FX round-up: Traders step aside ahead of ECB meeting
Currency markets were for the most part quiescent on Monday, despite the gyrations seen in the major equity and sovereign debt markets, as traders stood aside ahead of this week’s European Central Bank policy meeting and Friday’s US non-farm payrolls report.
Thus, the euro/dollar edged higher by 0.05% to 1.2689.
Even so, the fact remains that all is not quite well in the Eurozone’s periphery as the social stress inflicted by the financial crisis has left a clear imprint on the local politics.
In that regard, many market watchers were closely following everything related to the bid for independence by nationalists in Spain’s north-eastern region of Catalonia.
Over the weekend the president of Spain’s autonomous region of Catalonia called a 9 November referendum the region.

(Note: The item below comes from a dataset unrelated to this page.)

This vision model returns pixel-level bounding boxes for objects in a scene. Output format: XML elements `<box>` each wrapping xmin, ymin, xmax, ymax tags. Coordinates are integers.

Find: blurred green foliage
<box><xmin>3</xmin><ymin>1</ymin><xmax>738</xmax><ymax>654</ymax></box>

Any vote would not be legally binding, at least in theory, but even the prospect of one ruffled some feathers in debt markets.
To take note of, the yield on Greek 10-year bonds jumped by 34 basis points to 6.51%, their largest increase in four months, ahead of a meeting between authorities in Athens and the country’s creditors tomorrow.
The flow of economic data Stateside was slightly better than expected. In August personal incomes and spending in the US increased by 0.3% and 0.5%, respectively, on the month, versus consensus estimates for readings of 0.3% and 0.4%, respectively.
In parallel, The National Association of Realtors’ (NAR) index of US pending home sales (PHI) fell at 1% clip month-on-month in August to hit 104.7. The consensus estimate had been for a drop of 0.5%.
However, the previous month’s variation was revised sharply higher, to show a rise of 3.2%.
For his part, speaking to CNBC the President of the Federal Reserve bank of Chicago, Charles Evans, argued the central bank ought to wait until it is sure that the economy can sustain its momentum to carry out its first interest rate increase.
Dollar/yen was to be seen 0.37% higher at 109.53 by the end of the session.